By Ryan Fleming
When David Beckham arrived in Los Angeles as a part of the Galaxy, there was, to say the least, a good amount of fanfare. Thierry Henry has been unveiled as a member of the New York Red Bulls, and the media fanfare has not be quite as impressive, but nonetheless, Henry will be welcomed with open arms.
For Red Bull fans, it comes at a great time. The Knicks just lost out on LeBron James, and the fans are looking for any reason to cheer right now.
The 32-year-old Henry makes his move to the Red Bulls after a disappointing season 2009-10 season where struggled with Barcelona and played sparingly during France’s ill-fated run at the FIFA World Cup.
To some of those playing overseas, the MLS has become a natural place for those who once flourished to either try and capture that lost magic, or make some extra cash.
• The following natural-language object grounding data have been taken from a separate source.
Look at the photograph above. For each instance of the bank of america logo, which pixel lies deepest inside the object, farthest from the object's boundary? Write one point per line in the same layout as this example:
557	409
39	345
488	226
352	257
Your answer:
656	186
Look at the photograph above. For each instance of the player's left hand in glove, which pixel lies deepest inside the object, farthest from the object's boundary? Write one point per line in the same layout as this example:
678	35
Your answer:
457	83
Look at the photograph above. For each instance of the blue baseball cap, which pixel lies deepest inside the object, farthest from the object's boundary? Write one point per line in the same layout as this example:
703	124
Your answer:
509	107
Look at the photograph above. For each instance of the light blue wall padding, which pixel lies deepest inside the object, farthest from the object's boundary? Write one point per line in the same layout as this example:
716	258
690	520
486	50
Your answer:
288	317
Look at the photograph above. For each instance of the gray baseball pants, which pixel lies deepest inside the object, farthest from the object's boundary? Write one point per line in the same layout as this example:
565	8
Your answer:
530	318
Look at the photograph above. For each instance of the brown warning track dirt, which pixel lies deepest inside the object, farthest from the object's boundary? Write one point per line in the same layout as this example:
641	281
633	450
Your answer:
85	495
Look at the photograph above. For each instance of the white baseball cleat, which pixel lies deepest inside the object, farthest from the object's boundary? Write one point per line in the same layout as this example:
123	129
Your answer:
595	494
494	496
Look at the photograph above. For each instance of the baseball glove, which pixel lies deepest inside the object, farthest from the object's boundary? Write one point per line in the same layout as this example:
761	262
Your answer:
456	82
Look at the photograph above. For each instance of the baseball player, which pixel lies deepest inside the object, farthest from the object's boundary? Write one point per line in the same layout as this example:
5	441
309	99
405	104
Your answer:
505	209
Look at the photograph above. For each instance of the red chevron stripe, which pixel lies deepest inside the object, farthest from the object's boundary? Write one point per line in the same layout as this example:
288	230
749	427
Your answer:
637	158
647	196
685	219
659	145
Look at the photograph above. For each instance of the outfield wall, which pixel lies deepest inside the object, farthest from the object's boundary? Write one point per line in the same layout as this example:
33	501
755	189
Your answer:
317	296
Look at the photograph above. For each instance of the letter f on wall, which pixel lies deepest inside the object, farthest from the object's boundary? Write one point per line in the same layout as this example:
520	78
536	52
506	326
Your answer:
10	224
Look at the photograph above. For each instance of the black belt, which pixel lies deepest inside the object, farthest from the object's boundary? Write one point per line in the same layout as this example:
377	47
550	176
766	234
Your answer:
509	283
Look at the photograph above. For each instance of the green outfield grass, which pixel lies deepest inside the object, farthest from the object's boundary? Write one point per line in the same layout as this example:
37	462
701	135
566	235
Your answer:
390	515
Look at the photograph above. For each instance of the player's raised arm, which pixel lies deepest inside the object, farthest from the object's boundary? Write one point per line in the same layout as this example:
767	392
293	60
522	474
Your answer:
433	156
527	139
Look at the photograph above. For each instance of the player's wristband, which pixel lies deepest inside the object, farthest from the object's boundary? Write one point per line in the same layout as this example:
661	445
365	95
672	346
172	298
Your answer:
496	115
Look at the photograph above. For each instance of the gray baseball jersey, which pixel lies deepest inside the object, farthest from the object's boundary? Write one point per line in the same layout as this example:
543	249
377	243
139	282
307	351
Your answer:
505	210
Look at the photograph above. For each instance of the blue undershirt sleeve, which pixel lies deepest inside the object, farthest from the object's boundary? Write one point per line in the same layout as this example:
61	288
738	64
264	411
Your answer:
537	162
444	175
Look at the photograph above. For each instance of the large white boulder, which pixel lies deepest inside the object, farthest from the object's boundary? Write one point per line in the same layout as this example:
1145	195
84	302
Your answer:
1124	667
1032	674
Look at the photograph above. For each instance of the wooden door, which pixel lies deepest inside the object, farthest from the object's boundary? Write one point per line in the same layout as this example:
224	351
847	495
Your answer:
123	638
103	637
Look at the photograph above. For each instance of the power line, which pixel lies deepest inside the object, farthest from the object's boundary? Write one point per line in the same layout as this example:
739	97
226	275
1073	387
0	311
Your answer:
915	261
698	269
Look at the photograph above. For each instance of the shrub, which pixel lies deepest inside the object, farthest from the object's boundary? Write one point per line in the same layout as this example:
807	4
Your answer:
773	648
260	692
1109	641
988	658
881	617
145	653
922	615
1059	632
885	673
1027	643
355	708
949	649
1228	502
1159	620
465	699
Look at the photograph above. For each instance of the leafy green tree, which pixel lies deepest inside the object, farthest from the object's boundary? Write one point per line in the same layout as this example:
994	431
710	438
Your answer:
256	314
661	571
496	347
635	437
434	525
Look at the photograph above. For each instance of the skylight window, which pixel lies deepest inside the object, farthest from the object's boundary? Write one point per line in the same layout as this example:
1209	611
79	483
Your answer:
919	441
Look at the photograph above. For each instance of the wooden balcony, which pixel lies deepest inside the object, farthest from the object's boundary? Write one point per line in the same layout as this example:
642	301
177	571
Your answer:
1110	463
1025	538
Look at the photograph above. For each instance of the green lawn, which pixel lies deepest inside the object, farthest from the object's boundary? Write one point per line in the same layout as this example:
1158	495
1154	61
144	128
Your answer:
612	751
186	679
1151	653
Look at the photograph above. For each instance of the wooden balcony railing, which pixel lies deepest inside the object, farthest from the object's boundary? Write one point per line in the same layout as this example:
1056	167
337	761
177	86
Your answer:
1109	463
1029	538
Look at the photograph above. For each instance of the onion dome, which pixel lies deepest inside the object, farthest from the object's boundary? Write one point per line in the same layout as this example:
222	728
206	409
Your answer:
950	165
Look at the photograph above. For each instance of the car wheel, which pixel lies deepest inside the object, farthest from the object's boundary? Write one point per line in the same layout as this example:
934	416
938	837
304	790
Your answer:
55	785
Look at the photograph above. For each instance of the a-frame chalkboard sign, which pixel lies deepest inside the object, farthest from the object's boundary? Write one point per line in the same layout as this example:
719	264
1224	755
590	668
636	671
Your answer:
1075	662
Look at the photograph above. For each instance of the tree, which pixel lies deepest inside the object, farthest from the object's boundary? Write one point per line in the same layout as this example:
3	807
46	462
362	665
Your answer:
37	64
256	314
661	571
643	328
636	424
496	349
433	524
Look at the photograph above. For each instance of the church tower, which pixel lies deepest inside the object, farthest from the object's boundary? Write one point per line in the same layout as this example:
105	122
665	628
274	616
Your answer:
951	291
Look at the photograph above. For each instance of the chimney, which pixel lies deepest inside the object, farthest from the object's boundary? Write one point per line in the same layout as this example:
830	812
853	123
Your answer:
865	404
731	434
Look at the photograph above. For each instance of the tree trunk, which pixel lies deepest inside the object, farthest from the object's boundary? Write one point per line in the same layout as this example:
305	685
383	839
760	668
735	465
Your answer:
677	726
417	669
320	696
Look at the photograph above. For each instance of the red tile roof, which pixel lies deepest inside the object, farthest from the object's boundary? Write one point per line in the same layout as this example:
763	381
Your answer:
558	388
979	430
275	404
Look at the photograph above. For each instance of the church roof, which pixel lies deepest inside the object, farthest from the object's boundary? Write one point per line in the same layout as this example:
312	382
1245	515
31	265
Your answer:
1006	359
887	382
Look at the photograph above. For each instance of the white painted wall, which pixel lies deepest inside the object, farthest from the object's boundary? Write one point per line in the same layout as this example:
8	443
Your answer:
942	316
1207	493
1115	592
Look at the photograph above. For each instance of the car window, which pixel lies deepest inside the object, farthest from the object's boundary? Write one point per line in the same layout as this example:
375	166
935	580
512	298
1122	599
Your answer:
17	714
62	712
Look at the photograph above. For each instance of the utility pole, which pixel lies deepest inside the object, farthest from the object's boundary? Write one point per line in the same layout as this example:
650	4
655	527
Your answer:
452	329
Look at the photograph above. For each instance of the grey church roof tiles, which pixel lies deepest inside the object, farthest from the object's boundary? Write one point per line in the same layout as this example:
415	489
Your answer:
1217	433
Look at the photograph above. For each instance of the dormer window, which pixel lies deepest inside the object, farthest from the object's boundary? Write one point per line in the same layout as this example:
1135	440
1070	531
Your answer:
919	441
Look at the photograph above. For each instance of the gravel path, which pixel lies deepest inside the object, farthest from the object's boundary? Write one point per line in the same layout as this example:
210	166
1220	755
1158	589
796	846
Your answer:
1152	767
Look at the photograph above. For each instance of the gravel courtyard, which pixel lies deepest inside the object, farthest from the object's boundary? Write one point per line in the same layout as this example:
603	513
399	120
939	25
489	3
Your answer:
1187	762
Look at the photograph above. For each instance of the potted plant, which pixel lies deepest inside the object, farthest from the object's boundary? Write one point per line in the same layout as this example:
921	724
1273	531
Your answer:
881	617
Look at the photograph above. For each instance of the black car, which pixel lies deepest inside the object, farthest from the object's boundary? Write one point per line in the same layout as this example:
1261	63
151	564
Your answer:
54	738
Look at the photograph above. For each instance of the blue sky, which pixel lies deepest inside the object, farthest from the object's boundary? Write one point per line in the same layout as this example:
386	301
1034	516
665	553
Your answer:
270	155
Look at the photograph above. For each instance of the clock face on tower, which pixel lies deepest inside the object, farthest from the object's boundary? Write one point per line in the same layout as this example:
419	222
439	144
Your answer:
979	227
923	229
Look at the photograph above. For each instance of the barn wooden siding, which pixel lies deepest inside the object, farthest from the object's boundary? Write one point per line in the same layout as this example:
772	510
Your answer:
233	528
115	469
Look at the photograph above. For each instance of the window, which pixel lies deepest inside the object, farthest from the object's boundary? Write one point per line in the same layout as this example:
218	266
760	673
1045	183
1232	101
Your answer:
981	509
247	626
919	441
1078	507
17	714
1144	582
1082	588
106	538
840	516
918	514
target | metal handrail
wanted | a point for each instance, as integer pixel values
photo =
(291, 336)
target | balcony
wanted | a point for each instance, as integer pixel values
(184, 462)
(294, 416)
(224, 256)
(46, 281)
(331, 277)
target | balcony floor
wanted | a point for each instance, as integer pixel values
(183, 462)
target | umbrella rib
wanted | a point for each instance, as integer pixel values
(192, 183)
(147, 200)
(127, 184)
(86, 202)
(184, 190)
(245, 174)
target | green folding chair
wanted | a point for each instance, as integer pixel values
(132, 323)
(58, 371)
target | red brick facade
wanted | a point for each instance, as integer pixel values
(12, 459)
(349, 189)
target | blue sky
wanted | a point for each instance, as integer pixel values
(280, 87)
It’s tough to tell if such a prejudice is a positive thing. An argument for the good would be that players are recognizing the MLS as a legitimate, competitive league. The money that these players are attracting and, will attract, is of course, another positive.
On the other side of the argument, you could say that the MLS doesn’t want to be a “graveyard” and would rather be a new, up in coming league that will one day compete with the bigger leagues in the world.
As of now, though, the argument is certainly leaning to the former.
Success takes time and it doesn’t happen overnight. In regards to the MLS, additions of players like Henry and Seattle’s Freddie Ljungberg and Blaise Nkufo are examples that have only helped the league.